If you decided to use the public GTR proxy, please see the privacy policy on it.

Install Extension

Install the extension in a Chromium-derived browser such as Google Chrome, Edge, Opera, Brave, and etc. At the moment, the extension is not published in the web store and it might never be. Look at the purpose of this repository and guess why from this diagram below:

Ban?

I have no intention of risking my Google account to publish the extension. I assure you it's not malware but I can't say a Google robot might think differently. I'm not eager to be testing the worst case scenario; I'm just interested in preparing for it.

The extension has a rocket icon. 🚀. If you don't see it, click on the puzzle icon and click the rocket icon.
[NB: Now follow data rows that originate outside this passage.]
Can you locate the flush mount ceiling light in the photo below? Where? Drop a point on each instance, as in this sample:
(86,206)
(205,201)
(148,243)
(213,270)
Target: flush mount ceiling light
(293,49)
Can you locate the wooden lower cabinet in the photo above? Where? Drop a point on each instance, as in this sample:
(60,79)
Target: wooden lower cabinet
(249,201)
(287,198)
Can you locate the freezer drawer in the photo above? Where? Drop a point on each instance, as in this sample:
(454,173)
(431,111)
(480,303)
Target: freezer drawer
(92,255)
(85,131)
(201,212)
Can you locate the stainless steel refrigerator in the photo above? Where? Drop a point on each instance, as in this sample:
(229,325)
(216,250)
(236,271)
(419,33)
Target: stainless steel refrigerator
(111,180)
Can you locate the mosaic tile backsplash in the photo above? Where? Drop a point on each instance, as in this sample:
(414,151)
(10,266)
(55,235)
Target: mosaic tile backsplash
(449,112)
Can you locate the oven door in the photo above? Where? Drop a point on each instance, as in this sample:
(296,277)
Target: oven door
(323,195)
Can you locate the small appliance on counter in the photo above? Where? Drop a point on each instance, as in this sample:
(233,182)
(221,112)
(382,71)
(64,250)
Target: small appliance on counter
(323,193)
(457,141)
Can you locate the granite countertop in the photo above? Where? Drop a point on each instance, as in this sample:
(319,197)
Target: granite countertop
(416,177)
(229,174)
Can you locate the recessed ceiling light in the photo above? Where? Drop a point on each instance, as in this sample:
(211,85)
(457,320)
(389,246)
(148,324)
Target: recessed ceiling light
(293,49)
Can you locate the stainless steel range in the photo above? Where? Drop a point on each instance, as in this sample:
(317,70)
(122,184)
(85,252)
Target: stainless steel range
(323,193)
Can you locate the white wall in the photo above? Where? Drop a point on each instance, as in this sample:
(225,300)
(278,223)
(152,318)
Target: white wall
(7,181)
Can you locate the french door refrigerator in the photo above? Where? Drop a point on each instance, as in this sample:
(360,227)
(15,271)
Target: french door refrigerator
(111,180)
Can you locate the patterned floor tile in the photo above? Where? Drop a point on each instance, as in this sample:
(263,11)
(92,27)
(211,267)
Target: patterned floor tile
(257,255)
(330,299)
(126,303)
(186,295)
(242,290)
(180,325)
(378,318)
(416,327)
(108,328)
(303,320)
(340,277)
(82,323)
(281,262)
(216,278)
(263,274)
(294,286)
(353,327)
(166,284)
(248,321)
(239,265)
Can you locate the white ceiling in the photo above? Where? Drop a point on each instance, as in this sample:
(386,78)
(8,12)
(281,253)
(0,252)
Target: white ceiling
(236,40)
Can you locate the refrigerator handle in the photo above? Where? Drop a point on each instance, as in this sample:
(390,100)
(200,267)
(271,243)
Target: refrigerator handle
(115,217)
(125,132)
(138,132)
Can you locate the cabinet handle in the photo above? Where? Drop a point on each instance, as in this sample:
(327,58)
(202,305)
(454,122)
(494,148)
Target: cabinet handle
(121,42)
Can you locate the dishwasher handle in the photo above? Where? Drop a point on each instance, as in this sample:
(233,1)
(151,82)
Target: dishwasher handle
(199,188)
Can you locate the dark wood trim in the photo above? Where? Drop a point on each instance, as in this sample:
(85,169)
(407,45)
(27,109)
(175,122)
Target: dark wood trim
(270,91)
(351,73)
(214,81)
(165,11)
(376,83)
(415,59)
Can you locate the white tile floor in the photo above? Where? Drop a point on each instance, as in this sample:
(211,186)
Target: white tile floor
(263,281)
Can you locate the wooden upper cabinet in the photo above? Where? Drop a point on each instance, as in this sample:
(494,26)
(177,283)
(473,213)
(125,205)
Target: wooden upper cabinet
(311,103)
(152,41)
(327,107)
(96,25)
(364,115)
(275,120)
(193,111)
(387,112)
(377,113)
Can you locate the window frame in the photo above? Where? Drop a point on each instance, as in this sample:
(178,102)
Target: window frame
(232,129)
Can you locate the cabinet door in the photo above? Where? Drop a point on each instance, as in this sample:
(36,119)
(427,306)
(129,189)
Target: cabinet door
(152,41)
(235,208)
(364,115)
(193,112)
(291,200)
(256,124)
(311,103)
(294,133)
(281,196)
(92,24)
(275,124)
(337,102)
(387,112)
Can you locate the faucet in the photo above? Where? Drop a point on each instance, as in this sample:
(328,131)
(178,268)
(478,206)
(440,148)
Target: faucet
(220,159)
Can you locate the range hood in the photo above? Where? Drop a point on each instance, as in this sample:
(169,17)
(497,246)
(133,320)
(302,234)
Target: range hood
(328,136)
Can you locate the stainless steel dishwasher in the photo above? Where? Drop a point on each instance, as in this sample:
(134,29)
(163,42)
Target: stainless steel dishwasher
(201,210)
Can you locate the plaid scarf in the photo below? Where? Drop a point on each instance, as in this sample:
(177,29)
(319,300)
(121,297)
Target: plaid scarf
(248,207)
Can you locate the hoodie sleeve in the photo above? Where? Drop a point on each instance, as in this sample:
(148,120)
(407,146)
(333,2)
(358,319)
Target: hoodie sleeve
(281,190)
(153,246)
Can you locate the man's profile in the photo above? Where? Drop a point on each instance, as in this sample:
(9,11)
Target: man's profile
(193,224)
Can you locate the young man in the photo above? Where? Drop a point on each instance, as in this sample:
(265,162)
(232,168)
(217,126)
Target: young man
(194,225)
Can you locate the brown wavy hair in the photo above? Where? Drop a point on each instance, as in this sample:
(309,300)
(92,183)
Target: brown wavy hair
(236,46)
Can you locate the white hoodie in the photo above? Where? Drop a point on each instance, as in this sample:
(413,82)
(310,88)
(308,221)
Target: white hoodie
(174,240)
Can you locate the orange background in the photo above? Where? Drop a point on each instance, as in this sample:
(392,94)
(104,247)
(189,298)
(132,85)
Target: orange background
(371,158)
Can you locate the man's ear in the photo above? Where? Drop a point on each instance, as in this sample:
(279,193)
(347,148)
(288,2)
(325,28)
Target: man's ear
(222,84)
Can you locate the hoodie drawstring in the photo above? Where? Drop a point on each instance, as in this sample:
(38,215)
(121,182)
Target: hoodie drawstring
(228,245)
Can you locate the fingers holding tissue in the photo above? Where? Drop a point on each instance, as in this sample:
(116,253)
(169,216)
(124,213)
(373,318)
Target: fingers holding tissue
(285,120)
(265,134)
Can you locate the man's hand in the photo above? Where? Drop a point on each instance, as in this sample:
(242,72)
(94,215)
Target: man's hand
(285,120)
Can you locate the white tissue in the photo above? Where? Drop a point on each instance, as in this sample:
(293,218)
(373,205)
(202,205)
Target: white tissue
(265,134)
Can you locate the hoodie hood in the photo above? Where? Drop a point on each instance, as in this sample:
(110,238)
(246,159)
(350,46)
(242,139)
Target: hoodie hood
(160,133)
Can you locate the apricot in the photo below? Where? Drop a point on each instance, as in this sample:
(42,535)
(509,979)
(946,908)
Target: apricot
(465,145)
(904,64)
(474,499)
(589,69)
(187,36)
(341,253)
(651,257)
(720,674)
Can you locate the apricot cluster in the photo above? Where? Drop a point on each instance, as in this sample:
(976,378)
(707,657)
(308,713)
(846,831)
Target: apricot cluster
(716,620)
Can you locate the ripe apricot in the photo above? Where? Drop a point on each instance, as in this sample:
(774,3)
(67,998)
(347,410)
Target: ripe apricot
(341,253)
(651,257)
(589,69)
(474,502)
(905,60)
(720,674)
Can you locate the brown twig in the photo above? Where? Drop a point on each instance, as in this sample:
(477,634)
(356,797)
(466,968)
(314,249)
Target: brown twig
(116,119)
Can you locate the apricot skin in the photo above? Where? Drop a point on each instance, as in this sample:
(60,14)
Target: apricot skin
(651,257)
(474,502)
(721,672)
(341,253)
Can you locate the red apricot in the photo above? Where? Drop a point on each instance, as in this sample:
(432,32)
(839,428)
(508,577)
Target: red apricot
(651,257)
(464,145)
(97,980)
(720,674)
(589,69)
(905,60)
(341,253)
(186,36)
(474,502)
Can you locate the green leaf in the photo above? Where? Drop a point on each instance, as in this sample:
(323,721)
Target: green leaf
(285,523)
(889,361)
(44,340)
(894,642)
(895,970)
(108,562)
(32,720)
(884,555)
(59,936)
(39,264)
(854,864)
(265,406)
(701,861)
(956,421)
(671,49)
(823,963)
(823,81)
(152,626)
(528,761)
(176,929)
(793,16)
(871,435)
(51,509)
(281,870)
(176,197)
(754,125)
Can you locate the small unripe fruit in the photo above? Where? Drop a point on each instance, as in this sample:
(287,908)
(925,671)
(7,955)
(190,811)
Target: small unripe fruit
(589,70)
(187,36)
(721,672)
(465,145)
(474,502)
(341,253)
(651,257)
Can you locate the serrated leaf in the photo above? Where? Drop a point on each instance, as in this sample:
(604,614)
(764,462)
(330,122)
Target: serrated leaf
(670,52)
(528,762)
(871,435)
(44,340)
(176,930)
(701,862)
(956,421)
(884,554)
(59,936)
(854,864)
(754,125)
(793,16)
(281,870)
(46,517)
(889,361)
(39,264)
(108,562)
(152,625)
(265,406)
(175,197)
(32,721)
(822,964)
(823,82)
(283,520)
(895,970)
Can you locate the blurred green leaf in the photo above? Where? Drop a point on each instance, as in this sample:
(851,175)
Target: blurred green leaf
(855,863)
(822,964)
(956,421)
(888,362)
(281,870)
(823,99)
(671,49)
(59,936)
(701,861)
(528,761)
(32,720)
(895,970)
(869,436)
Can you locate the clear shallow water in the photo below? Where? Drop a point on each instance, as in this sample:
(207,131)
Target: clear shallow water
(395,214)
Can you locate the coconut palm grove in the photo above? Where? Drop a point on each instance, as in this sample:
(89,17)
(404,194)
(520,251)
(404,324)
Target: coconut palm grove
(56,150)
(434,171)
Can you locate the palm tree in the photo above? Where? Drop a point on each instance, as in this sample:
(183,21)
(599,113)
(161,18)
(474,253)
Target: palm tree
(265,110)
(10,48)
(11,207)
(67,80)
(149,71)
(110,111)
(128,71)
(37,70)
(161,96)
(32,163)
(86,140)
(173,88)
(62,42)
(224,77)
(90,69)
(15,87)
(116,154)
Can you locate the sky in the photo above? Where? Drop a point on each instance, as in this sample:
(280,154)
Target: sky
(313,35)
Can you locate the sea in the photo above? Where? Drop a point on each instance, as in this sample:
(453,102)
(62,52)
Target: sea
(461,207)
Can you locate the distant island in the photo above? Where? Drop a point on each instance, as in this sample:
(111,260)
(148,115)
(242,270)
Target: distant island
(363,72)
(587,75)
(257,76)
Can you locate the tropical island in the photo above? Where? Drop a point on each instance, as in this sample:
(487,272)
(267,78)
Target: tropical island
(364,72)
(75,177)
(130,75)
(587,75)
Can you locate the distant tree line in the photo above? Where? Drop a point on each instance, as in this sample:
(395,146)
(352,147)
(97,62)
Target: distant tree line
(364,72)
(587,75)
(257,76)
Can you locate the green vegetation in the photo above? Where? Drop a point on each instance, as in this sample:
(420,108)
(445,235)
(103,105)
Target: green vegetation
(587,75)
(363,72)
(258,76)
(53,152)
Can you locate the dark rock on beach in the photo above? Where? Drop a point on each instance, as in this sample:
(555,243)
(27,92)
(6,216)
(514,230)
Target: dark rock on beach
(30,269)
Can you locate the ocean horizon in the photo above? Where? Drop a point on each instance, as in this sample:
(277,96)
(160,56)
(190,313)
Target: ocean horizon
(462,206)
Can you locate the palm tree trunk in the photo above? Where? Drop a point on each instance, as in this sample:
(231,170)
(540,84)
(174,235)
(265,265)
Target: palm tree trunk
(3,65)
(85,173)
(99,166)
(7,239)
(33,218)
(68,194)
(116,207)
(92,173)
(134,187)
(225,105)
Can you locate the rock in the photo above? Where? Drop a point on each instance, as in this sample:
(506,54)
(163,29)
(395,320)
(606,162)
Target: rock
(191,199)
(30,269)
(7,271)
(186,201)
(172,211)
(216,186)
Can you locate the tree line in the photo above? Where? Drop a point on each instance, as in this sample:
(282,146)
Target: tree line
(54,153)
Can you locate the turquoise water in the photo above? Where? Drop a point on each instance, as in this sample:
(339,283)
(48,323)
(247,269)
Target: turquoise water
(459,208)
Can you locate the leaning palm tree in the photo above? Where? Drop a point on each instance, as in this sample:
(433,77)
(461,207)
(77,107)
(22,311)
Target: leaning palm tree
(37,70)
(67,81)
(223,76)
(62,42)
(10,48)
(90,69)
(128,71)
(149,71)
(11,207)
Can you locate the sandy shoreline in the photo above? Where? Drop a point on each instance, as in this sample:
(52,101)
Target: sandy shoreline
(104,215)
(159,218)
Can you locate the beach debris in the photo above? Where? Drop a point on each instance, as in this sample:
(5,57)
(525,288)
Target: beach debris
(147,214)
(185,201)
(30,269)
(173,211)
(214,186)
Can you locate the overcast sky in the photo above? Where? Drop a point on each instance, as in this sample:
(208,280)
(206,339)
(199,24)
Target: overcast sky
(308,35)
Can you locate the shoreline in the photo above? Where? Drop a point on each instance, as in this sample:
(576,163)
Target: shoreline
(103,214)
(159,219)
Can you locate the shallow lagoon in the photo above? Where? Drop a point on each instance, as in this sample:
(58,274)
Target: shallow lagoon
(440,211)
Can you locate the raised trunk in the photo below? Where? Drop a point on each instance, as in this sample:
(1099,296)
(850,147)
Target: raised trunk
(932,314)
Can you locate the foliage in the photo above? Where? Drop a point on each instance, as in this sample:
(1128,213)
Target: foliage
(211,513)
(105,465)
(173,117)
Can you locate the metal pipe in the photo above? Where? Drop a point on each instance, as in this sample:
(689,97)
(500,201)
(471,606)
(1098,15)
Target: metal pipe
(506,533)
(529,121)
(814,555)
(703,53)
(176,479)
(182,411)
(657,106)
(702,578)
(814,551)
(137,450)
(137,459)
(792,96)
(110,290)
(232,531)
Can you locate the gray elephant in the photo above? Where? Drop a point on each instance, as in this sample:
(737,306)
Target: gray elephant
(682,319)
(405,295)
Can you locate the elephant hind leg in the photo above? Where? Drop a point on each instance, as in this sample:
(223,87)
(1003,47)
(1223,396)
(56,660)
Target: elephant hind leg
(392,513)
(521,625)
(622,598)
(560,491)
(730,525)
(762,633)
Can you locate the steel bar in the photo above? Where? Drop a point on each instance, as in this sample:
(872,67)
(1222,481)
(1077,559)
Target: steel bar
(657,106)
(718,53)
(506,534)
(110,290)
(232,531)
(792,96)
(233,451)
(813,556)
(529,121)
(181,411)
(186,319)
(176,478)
Screen Shot 2022-04-17 at 7 53 09 PM

The extension UI can be seen by clicking on the rocket icon. This may or may not be the current UI but it should be something like this

image

If you've setup your own Cloudflare Workers proxy, set the GTR Proxy Base URL to yours. The default URL in the field is the public instance.

Setup Calendar or To-do app

On your planner application of choice, remind yourself every 2 months (or whatever interval you want) to perform a backup using this. I have Todoist setup to remind me every 2 months.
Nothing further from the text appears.